TL;DR: Go with option 2. Just use sets from the start.

In Python, sets are hash-sets, and lists are dynamic arrays. Inserting is O(1) for both, but checking if an element exists is O(n) for the list and O(1) for the set.

So option 1 is immediately out. If you are inserting n items and need to check the list every time, then the overall complexity becomes O(n^2).

Options 2 and 3 are both optimal at O(n) overall. Option 2 might be faster in micro-benchnarks because you don't need to move objects between collections. In practice, choose the option that is easier to read and maintain in your specific circumstance.

i agree with the previous analysis that option B is best, but a micro benchmark is often illuminating in these situations:

import time

class Timer(object):
  def __init__(self, desc):
    self.desc = desc
  def __enter__(self):
    self.start = time.time()
  def __exit__(self, type, value, traceback):
    self.finish = time.time()
    print self.desc, 'took', self.finish - self.start

data = list(range(4000000))

with Timer('option 2'):
  myset = set()
  for x in data: myset.add(x)

with Timer('option 3'):
  mylist = list()
  for x in data: mylist.append(x)
  myset = set(mylist)

the results were surprising to me:

$ python test.py 
option 2 took 0.652163028717
option 3 took 0.748883008957

i would have expected at least a 2x speed difference.

So, I timed a few different options, and after a few iterations, came up with the following strategies. I thought that sets2 would be the winner, but listToSet2 was faster for every single type of group.

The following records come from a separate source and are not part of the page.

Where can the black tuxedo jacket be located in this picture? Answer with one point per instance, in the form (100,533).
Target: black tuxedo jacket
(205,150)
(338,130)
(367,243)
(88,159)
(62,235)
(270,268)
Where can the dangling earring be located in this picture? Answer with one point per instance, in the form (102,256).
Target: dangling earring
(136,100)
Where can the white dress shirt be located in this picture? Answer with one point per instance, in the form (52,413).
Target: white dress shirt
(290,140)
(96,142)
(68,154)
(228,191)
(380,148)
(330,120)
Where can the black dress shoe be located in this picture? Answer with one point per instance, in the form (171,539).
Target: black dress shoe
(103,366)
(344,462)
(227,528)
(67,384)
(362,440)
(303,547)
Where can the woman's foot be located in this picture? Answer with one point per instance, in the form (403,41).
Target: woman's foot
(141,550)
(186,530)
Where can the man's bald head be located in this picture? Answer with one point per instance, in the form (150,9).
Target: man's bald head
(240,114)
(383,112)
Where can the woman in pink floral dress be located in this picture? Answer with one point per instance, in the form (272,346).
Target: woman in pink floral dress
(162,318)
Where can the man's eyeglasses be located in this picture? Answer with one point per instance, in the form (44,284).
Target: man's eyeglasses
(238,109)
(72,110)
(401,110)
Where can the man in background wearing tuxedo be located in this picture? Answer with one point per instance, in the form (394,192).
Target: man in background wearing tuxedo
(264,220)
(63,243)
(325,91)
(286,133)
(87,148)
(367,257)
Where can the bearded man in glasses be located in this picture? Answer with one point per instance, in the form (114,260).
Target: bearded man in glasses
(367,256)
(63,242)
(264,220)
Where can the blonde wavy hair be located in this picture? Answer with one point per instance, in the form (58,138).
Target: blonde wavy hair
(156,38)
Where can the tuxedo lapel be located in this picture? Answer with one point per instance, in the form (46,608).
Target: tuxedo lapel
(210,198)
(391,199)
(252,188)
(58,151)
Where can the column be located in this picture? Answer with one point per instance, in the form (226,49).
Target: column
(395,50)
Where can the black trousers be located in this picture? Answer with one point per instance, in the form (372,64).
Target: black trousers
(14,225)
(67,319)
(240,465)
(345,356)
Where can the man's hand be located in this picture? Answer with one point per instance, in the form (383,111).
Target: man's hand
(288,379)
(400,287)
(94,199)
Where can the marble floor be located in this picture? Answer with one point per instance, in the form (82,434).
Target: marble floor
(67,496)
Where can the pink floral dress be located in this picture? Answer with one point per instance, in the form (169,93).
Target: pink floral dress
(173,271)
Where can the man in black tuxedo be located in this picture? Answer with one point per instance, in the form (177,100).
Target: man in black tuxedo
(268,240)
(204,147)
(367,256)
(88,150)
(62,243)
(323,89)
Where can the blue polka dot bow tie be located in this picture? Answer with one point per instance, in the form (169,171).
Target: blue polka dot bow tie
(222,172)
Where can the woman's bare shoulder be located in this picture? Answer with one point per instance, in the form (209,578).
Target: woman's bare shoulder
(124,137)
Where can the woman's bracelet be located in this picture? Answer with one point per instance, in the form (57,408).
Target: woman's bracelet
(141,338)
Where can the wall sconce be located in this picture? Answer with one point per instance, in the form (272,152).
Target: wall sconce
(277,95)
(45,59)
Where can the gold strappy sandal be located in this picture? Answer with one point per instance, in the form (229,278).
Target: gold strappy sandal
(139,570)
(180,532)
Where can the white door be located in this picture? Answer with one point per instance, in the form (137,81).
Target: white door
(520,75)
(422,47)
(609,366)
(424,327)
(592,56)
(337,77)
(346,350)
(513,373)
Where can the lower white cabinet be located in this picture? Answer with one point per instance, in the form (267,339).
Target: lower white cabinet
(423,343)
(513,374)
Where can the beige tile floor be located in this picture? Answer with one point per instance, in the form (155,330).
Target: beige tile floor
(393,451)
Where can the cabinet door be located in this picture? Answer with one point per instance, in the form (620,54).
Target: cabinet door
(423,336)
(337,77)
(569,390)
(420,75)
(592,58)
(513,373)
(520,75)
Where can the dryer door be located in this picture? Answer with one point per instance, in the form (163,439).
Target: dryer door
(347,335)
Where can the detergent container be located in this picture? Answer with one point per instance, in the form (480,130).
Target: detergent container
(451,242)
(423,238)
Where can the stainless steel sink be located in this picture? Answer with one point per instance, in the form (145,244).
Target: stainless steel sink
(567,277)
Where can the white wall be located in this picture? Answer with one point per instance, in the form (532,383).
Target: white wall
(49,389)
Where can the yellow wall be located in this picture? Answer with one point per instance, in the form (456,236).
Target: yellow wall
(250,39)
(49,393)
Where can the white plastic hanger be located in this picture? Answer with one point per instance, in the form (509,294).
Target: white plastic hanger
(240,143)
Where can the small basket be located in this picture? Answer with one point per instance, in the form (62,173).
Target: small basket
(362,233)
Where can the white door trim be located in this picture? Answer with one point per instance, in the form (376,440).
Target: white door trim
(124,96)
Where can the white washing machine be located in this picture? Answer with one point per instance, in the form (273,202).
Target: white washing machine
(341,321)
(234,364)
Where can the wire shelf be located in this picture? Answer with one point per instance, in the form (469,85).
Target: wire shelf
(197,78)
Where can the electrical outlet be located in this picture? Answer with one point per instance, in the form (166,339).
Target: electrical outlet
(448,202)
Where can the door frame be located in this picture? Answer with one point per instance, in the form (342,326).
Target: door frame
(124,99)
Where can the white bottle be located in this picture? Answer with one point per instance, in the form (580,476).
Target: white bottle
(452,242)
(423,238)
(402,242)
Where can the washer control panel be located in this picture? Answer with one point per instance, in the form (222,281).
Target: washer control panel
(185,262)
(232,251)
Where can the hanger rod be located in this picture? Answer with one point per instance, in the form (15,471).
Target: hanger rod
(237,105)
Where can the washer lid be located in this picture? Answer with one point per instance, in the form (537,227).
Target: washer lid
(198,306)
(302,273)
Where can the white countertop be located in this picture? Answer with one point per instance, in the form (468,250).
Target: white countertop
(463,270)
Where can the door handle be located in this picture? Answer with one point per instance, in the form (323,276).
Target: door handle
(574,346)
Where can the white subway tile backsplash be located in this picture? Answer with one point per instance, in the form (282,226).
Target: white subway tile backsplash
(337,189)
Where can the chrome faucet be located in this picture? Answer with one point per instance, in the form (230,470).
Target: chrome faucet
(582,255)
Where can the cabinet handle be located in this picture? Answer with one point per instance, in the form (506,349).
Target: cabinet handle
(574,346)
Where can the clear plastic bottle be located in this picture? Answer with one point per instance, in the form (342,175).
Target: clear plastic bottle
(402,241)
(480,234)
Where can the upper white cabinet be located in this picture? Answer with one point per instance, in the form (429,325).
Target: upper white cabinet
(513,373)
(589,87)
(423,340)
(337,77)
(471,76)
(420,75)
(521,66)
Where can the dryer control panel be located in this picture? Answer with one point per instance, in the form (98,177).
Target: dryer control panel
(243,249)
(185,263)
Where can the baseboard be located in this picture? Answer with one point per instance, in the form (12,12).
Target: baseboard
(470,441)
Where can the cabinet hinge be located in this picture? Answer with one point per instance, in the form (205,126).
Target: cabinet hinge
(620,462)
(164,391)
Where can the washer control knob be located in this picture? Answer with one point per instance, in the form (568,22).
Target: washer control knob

All of the functions except for listFilter were in the same ballpark - listFilter was much slower.

import random
import collections

small = [[random.randint(1,25) for _ in range(5)] for i in range(100)]
medium = [[random.randint(1,250) for _ in range(5)] for i in range(1000)]
mediumLotsReps = [[random.randint(1,25) for _ in range(5)] for i in range(1000)]
bigGroups = [[random.randint(1,250) for _ in range(75)] for i in range(100)]
huge = [[random.randint(1,2500) for _ in range(5)] for i in range(10000)]

def sets(groups):
    results = collections.defaultdict(set)
    for group in groups:
        for i in group:
            for j in group:
                if i is not j:
                    results[i].add(j)
    return results

def listToSet(groups):
    results = collections.defaultdict(list)
    for group in groups:
        for i,j in enumerate(group):
            results[j] += group[:i] + group[i:]
    return {k:set(v) for k, v in results.iteritems()}

def listToSet2(groups):
    results = collections.defaultdict(list)
    for group in groups:
        for i,j in enumerate(group):
            results[j] += group
    return {k:set(v)-set([k]) for k, v in results.iteritems()}

def sets2(groups):
    results = collections.defaultdict(set)
    for group in groups:
        for i in group:
            results[i] |= set(group)
    return {k:v - set([k]) for k, v in results.iteritems()}

def listFilter(groups):
    results = collections.defaultdict(list)
    for group in groups:
        for i,j in enumerate(group):
            filteredGroup = group[:i] + group[i:]
            results[j] += ([k for k in filteredGroup if k not in results[j]])
    return results